Brandon's recovery was no miracle.

It was a slow war waged from a bed that smelled of herbs, sweat, and venom. The hibiscus nectar had pulled him back from the cliff's edge, yes—but the poison lingered, gnawing, whispering through his muscles like an enemy army that refused to leave even after losing.

Frostwing kept vigil, her good wing draped like a cloak of winter to cool fevers. The broken wing stayed bound and swollen, but she did not complain. Her breath frosted the air when Brandon burned too hot. The koi floated in his travel bowl at the bedside, half-watching the rise and fall of Brandon's chest, half-listening to the village patch itself together outside.

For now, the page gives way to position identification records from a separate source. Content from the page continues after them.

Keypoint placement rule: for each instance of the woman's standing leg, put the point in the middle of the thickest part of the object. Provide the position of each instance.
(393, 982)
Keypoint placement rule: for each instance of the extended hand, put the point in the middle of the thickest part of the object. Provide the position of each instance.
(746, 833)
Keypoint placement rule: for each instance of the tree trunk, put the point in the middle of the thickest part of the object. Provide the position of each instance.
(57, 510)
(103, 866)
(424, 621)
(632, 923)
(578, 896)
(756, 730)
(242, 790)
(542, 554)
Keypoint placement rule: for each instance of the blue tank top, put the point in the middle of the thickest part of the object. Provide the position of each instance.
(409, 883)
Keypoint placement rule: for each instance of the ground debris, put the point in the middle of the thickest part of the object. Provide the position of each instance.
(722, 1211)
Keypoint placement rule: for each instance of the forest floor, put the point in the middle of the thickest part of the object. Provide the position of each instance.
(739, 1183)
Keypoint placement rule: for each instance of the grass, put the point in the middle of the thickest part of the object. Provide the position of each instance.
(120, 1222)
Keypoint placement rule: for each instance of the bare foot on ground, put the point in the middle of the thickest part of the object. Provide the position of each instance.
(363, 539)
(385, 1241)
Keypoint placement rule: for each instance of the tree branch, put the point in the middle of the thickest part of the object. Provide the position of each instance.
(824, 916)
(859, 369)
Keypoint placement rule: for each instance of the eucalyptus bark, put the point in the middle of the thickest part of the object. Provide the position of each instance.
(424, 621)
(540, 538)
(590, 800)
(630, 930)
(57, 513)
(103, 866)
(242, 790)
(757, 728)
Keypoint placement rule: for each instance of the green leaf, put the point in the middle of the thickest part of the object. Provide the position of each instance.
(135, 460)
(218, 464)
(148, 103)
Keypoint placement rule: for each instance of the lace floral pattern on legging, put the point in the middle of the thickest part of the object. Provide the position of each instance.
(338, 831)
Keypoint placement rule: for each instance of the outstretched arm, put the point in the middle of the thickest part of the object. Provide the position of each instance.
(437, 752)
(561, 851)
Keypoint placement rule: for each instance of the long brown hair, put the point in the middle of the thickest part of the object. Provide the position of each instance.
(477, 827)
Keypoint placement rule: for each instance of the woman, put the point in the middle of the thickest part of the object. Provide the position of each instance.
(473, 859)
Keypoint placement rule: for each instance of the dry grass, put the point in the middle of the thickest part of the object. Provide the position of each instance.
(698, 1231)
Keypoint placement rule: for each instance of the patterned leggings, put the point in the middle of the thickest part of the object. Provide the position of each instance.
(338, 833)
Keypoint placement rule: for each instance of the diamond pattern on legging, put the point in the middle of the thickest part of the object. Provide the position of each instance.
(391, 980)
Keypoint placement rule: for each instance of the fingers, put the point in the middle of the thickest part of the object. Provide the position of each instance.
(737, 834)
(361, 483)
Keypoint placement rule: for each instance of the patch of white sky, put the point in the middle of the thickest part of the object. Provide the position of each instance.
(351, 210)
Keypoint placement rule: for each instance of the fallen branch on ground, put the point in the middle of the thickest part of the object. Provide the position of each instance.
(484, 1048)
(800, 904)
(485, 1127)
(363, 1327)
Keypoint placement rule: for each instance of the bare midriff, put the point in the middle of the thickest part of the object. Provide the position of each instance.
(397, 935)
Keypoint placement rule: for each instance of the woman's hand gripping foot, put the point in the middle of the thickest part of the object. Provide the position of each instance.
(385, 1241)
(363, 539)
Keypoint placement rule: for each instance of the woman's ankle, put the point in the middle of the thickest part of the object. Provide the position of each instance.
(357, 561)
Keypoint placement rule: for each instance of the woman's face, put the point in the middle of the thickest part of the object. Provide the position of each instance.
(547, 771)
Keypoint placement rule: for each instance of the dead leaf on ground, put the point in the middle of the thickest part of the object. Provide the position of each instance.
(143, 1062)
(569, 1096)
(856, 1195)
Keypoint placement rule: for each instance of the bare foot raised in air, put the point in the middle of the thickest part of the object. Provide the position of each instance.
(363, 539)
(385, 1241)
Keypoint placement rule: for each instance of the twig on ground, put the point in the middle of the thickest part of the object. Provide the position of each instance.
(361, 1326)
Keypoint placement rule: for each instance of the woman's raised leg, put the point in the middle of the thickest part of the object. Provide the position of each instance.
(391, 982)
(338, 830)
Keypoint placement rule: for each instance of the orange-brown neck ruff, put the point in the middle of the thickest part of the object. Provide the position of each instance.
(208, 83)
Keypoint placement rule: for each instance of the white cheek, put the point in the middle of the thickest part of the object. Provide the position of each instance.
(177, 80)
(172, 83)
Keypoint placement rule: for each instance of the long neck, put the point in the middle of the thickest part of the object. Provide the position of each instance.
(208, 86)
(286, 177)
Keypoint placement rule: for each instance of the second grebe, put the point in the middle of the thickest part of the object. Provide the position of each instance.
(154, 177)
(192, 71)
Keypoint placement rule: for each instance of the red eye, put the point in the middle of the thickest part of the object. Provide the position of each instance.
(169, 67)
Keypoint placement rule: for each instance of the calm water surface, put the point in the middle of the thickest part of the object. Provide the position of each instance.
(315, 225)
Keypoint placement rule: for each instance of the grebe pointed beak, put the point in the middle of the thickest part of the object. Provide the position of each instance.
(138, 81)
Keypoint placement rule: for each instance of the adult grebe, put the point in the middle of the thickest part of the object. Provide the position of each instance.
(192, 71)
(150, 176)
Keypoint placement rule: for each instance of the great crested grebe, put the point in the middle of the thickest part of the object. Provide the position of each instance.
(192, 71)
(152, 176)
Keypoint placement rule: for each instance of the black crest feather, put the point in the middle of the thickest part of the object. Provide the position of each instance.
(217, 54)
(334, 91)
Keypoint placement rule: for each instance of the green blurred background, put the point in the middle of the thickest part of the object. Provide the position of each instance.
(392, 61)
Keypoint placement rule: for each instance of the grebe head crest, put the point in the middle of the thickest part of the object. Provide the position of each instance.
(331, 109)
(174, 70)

The villagers came often with offerings—bowls of broth, strips of cloth, charms of bone and twine. They did not know what else to give a man who had killed their tormentor and nearly died for it.

Others brought gifts.

May stayed.

The girl with ash in her hair.

She was young, perhaps Brandon's age, though grief had brushed gray along her braid like frost that refused to melt. Her parents had been among the first to fall when the serpent went rogue; she herself had dragged three children into a cellar before being pulled out half-conscious. Since that night, she rarely left his side.

May tended him with quiet steadiness. Water at dawn. Soup at dusk. Hands firm but gentle as she cleaned dressings. At first her presence was duty, gratitude turned into habit. But habit grows roots, and roots bloom into something else.

Brandon yielded in the only way he knew: by surviving.

When fever burned, May's voice anchored him back, whispering her lost family's names like a prayer. When tremors seized him, her fingers steadied the cup at his lips. And when he finally looked at her, his gaze lingered a heartbeat longer each time.

The koi noticed first. Of course he did—he had nothing else to do but watch. At night, when May brushed hair back from Brandon's damp forehead, his breath steadied. Her fingers hesitated just too long. Warmth passed between them, heavier than medicine, softer than duty.

It made something stir inside the koi, something he had buried beneath scales and vows.

Love.

Love had been Mari's laughter, Ian's red cord, bonds burned into fire and blood. Watching Brandon and May, he felt its ghost again—and it hurt.

Six months bled past. The ruins knit, plank by plank, stone by stone. Children's laughter returned, hesitant at first, then bold. The village began to breathe again.

Brandon mended too. Slowly, stubbornly. Scars crawled along his arm, but strength returned to his steps. Frostwing's feathers sprouted anew; the crooked wing healed strong enough to lift.

Through it all, May never faltered. And Brandon began to smile again—not with triumph, but with something quieter. A man finding a reason to live beyond duty.

The koi saw it in their hands brushing when May offered a cup, in Brandon's gaze when she passed, soft and unguarded. It was not the bond of System and beast, but the fragile, dangerous thread of human affection.

He was jealous.

Not of Brandon.

Of being human enough to love after loss.

But there was no resentment. Only respect. Brandon fought monsters with steel. May fought despair with her hands. Together they built something the koi could never hold, yet could not stop admiring.

By half a year, Brandon could train again. The villagers placed the koi's bowl by the riverbank to watch as he sparred shadows, spear flashing, sweat breaking. Frostwing circled overhead, shadow stretching long.

Yet at night, Brandon's gaze lifted to Emerald Peak, its crown of cloud glowing faint under the moon. His jaw set with the same vow as the koi's: climb, reach the lake, face the Emerald Dragon.

In daylight, his eyes drifted to May. To the ash-dusted braid. To her laughter returning in pieces. His heart was caught between destiny and love.

The koi did not rush him. For the first time in forever, no monsters clawed at the gate. Peace was a fragile, borrowed thing, but it was theirs. He let Brandon heal. He let Frostwing rest. He let the village live.

He floated in the bowl under sunlight and thought: If this is what it takes for us to stand again, then let the mountain wait.

The koi was patient. He had always been.

But mountains are not.

Emerald Peak does not forgive delays.